Research quality thrives under healthy skepticism where scientists retest hypotheses creating higher levels of confidence in the original findings and a sturdy foundation for extending work. Recent attempts to sample scientific research in psychology, economics, and medicine however have shown that more scientific papers fail than pass manual replication tests. Consequently, several attempts have been made to find ways to efficiently extend replication studies, including new statistics, surveys, and prediction markets. However new statistics have been very slowly adopted and the high costs associated with surveys and prediction markets makes these methods impractical for estimating the reproducibility of more than a few hundred studies out of the vast stock of millions of research papers that are used as building blocks for current and future work. The proposed research aims to develop metrics and tools to help make replication studies of existing work more efficient with one additional benefit: to help scientists, scholars, and technologists self-evaluate their work before publishing it.
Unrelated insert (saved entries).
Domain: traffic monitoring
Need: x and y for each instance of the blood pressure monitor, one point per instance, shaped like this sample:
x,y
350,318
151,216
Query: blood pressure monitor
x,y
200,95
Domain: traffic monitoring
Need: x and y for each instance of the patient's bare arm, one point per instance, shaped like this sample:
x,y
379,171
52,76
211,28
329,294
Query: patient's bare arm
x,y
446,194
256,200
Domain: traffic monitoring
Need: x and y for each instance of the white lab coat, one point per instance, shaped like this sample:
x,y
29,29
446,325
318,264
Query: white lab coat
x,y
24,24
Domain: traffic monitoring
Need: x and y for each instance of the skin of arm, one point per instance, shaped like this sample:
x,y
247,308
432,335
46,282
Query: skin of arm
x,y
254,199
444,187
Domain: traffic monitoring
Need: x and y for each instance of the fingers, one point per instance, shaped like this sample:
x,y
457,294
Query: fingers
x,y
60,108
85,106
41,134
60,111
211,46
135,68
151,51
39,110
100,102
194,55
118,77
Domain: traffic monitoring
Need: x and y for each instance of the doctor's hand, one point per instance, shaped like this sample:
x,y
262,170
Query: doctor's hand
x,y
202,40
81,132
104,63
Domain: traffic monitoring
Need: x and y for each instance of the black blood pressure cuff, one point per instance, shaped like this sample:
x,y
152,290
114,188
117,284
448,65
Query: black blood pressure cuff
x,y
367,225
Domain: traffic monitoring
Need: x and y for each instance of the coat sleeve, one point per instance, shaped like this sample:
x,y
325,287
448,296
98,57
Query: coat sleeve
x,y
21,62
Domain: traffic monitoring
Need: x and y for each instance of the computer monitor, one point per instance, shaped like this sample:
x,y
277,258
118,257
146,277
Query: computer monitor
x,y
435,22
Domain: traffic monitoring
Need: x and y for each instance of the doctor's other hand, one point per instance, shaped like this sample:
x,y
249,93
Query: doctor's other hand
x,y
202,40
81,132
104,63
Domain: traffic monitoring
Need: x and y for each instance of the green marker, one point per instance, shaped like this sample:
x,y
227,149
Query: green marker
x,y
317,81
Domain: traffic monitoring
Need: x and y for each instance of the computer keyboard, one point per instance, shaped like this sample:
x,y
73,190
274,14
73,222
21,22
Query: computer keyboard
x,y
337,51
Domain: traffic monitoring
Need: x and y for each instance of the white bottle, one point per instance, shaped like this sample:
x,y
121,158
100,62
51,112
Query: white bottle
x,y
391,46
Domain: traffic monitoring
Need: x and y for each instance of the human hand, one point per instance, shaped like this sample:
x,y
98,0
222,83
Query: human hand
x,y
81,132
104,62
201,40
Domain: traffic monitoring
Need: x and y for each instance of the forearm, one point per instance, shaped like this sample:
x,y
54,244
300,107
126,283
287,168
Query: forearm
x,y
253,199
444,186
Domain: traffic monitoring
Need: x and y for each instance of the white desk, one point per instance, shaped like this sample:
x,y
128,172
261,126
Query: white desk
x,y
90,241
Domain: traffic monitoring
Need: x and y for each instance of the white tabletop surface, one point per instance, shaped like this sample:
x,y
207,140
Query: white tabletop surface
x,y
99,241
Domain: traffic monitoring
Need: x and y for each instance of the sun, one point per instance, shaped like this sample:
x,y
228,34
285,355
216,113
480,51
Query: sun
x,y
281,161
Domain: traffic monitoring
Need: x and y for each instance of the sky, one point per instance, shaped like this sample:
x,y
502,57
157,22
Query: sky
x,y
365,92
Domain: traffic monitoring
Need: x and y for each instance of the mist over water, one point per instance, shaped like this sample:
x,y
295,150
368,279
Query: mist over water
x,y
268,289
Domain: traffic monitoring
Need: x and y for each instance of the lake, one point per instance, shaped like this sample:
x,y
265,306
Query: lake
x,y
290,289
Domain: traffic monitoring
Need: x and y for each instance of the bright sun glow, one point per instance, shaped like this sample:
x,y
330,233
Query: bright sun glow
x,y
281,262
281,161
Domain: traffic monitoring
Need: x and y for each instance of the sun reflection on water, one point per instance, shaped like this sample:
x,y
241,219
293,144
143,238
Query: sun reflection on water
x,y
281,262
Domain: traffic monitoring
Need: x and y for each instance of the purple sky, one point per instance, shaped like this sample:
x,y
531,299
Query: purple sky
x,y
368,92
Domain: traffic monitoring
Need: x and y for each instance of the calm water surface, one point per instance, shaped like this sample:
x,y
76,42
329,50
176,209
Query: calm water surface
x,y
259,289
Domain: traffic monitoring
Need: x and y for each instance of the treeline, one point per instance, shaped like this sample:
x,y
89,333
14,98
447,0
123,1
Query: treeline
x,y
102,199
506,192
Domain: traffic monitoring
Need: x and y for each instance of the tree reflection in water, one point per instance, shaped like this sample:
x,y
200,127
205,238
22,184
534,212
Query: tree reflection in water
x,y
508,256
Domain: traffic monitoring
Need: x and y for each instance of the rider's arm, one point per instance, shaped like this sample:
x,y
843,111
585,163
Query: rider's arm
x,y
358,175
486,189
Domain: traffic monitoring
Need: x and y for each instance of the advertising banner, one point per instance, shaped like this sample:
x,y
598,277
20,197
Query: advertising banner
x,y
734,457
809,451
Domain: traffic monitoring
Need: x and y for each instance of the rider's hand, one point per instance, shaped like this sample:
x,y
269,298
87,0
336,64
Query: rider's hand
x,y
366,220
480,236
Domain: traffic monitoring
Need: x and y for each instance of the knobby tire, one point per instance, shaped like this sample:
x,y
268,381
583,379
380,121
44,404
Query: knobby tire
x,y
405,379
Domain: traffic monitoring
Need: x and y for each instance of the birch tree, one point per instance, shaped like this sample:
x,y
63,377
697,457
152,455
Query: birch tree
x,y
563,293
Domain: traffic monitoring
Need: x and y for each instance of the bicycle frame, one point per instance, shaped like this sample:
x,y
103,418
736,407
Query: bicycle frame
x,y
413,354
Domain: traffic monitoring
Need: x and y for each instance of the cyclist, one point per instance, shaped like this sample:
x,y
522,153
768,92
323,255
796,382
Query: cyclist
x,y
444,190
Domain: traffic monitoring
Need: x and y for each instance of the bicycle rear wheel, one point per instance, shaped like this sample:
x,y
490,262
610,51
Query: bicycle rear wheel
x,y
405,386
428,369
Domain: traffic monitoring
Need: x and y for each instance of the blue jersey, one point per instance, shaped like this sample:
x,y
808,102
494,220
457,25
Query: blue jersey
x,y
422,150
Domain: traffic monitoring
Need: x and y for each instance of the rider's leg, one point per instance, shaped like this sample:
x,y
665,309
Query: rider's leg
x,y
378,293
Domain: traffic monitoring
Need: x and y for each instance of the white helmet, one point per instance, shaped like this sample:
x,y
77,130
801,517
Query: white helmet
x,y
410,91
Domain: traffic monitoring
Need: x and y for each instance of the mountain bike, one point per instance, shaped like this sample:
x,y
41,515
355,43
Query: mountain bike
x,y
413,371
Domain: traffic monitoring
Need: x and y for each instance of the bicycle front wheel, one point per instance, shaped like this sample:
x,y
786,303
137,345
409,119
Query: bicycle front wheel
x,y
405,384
This proposal combines efforts to create new datasets, ‘reproducibility’ metrics, and machine learning models that estimate a confidence level in the reproducibility of a published work. The deliverables will include new datasets covering the success and failure of hundreds of scientific papers in psychology and economics and their related subfields. The metrics will go beyond a binary classification of whether a publication is estimated to be reproducible or not. They will quantify a level of confidence that the work is likely to be reproducible. The machine learning models will also help scientists interpret and explain confidence scores, which aid scientists in learning about the factors that correlate with reproducibility. In all three areas, the project will aim to provide scientists with better tools to evaluate the reproducibility of their own and others’ work, creating a better foundation of knowledge for advancing research.
This award reflects NSF's statutory mission and has been deemed worthy of support through evaluation using the Foundation's intellectual merit and broader impacts review criteria.